- Archdiocese: Osaka
- Appointed: December 13, 1945
- Retired: June 26, 1969
- Predecessor: Joseph Reiners SVD
- Successor: Aloysius Nobuo Soma
- Other posts: Prefect of Niigata Titular Bishop of Belli

Orders
- Ordination: 10 February 1918 by Jean-Claude Combaz M.E.P.
- Consecration: June 3, 1962 by Domenico Enrici, Paul Aijirô Yamaguchi, and Paul Yoshigoro Taguchi

Personal details
- Born: March 3, 1887 Urakami, Japan
- Died: August 6, 1980 (aged 93) Nagoya, Japan

= Peter Magoshiro Matsuoka =

Peter Magoshiro Matsuoka (ペトロ松岡孫四郎, Matsuoka Magoshiro) was a Japanese prelate of the Roman Catholic Church. He served as Prefect of Nagoya from 1945, and consecrated Bishop in 1962 when the prefecture was elevated to diocese. He served as Bishop of Nagoya until his retirement in 1969.

==Biography==

Magoshiro Matsuoka was born in Urakami (now part of the city of Nagasaki). Matsuoka's family practiced Christianity in secret, facing constant persecution and were exiled from their home in 1868 during the fourth Christian purge, escaping to Tsuwano, Shimane until 1873. Named for his grandfather who died in exile in Tsuwano, Matsuoka entered the Catholic school at Ōura in 1901 and was ordained to the priesthood on February 21, 1918.

Matsuoka first served as pastor of the Magome Church on Iojima Island, and was appointed to the Apostolic prefecture of Niigata and the Apostolic prefecture of Nagoya in 1941, where he served concurrently as Apostolic Administrator. In 1945, Matsuoka was elevated to prefect of both. Matsuoka resigned as prefect of Niigata in 1953 to concentrate on the construction of a new reinforced concrete cathedral (St. Peter and St. Paul Cathedral) and the Kogami School in Nagoya.

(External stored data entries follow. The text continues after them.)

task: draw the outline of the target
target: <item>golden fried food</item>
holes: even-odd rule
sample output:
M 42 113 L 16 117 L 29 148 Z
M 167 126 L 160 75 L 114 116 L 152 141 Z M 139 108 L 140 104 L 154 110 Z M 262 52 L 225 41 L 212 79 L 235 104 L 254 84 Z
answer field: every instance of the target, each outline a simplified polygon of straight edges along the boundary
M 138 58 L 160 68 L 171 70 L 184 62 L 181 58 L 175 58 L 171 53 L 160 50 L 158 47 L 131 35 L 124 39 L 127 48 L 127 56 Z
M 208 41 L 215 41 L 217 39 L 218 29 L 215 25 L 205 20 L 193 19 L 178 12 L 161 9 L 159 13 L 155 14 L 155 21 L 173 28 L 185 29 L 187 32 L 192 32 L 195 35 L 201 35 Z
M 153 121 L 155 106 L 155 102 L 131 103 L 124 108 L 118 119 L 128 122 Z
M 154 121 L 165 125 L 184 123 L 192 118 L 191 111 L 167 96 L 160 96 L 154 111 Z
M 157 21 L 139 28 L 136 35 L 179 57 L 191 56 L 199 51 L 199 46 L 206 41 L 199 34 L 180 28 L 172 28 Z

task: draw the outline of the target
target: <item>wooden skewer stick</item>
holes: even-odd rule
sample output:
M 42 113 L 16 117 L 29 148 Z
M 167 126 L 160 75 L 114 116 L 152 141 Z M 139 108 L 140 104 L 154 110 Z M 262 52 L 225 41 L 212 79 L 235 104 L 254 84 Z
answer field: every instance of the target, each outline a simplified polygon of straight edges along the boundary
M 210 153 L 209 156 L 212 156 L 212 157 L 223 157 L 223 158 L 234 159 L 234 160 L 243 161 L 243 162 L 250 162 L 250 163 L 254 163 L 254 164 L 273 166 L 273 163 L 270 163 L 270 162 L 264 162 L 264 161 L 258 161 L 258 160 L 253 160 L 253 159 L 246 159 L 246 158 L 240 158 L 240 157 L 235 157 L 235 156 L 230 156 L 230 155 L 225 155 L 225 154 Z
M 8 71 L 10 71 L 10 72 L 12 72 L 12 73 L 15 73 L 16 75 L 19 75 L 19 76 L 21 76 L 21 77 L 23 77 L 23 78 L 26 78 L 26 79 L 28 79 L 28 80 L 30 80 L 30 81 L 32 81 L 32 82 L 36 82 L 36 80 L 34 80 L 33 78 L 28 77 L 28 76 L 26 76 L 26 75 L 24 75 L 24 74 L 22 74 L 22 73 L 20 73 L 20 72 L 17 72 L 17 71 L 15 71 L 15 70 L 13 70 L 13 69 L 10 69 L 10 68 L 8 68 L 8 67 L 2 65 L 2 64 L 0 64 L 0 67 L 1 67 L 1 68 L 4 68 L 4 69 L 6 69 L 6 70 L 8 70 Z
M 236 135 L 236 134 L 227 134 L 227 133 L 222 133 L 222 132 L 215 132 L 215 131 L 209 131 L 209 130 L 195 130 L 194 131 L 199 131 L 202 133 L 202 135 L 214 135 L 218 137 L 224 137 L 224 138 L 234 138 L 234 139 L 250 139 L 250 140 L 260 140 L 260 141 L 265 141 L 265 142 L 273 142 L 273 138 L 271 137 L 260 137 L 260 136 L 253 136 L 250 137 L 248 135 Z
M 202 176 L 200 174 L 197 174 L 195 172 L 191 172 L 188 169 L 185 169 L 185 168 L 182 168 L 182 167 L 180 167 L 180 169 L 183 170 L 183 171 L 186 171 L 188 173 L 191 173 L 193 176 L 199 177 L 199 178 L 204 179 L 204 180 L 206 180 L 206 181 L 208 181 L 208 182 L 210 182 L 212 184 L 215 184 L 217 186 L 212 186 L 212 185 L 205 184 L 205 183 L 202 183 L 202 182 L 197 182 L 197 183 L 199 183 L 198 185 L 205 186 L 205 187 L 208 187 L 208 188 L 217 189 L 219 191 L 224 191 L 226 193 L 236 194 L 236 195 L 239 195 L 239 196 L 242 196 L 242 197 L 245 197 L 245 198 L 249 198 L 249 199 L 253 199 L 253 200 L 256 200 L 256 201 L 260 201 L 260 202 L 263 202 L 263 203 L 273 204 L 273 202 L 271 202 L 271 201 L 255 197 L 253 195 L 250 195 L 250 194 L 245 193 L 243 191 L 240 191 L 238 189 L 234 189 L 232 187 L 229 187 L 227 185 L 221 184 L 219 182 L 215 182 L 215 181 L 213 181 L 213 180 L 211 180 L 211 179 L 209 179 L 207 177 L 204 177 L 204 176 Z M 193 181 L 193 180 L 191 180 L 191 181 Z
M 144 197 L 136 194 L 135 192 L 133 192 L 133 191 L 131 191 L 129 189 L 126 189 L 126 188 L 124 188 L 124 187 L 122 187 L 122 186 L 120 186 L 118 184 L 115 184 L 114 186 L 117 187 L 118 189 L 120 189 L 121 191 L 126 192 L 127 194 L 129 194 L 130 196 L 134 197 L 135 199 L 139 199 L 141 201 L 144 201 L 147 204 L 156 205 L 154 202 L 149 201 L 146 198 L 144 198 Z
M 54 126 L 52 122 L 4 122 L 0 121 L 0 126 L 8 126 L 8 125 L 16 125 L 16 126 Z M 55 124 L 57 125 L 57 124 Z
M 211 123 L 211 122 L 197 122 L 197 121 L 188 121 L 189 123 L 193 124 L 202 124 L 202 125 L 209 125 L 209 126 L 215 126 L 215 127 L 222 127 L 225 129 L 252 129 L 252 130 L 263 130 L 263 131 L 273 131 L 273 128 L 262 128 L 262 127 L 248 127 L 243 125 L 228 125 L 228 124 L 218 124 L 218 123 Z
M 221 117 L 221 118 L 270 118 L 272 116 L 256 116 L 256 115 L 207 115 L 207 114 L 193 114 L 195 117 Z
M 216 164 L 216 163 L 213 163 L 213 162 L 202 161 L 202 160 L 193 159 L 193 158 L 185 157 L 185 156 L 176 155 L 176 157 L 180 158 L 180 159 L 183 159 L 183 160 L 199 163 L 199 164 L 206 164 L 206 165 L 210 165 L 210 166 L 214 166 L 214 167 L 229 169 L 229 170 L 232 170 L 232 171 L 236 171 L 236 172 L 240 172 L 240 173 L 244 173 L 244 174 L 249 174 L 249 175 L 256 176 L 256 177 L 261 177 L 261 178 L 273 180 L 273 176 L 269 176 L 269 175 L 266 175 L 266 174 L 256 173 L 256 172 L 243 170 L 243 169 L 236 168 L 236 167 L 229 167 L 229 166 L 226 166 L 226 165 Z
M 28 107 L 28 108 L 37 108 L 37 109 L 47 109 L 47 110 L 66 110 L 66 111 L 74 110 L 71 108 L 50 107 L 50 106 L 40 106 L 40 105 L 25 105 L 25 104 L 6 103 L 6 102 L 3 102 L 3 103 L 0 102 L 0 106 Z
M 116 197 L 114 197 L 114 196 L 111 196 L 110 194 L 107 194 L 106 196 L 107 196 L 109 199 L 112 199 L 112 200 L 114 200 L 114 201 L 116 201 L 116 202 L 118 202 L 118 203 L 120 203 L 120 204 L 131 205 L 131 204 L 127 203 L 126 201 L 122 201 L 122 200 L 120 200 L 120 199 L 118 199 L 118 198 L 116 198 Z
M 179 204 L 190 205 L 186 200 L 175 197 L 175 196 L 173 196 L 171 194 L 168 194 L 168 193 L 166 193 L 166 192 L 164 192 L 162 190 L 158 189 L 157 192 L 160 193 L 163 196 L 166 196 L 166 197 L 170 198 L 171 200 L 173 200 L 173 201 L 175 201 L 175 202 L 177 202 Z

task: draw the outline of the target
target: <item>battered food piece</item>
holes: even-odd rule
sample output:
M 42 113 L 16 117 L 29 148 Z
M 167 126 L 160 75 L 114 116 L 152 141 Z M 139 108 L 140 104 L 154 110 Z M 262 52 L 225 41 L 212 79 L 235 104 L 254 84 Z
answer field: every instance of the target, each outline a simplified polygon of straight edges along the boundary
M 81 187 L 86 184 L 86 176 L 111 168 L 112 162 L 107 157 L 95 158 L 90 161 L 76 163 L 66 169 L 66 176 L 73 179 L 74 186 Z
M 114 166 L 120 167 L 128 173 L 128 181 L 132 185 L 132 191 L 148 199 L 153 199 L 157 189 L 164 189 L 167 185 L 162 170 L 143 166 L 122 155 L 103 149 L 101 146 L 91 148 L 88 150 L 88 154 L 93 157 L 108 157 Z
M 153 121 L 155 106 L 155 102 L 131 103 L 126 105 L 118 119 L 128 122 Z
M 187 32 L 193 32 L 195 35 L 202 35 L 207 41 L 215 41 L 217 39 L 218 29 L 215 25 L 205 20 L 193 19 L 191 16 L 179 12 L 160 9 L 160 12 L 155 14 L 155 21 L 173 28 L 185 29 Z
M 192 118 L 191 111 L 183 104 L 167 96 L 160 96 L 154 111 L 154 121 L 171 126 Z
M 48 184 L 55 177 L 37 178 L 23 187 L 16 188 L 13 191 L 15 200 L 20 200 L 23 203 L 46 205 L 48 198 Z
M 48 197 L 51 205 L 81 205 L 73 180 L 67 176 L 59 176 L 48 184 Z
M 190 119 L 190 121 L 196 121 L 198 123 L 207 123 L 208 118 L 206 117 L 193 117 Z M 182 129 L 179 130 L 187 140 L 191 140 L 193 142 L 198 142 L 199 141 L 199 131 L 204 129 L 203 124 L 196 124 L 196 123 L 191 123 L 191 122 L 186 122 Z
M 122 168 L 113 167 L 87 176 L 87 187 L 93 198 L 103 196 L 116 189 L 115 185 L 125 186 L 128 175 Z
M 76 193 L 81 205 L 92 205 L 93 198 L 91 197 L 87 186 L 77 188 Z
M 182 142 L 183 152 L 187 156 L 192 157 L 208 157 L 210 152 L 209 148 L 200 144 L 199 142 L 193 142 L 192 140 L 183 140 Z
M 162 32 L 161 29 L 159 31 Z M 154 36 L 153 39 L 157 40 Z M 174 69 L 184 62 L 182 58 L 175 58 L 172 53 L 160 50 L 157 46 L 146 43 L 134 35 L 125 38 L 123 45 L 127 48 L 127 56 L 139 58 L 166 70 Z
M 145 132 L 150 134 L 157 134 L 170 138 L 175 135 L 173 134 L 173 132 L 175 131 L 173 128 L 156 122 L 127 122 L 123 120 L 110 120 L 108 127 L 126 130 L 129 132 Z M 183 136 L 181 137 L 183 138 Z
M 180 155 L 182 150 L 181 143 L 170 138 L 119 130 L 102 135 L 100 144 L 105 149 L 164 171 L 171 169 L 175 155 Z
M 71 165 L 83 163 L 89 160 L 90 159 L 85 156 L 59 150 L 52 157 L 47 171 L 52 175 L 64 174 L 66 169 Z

Upon Nagoya's elevation to Diocese, Matsuoka received his episcopal consecration on June 3, 1962 at the brand new St. Peter and St. Paul Cathedral from Apostolic Internuncio in Japan, Archbishop Domenico Enrici, with Archbishop Paul Aijirô Yamaguchi and Bishop Paul Yoshigoro Taguchi, as co-consecrators. Matsuoka participated in all four sessions of the Second Vatican Council.

Following his retirement from Nagoya in June 1969, he served as Titular Bishop of Belli and Bishop Emeritus of Nagoya.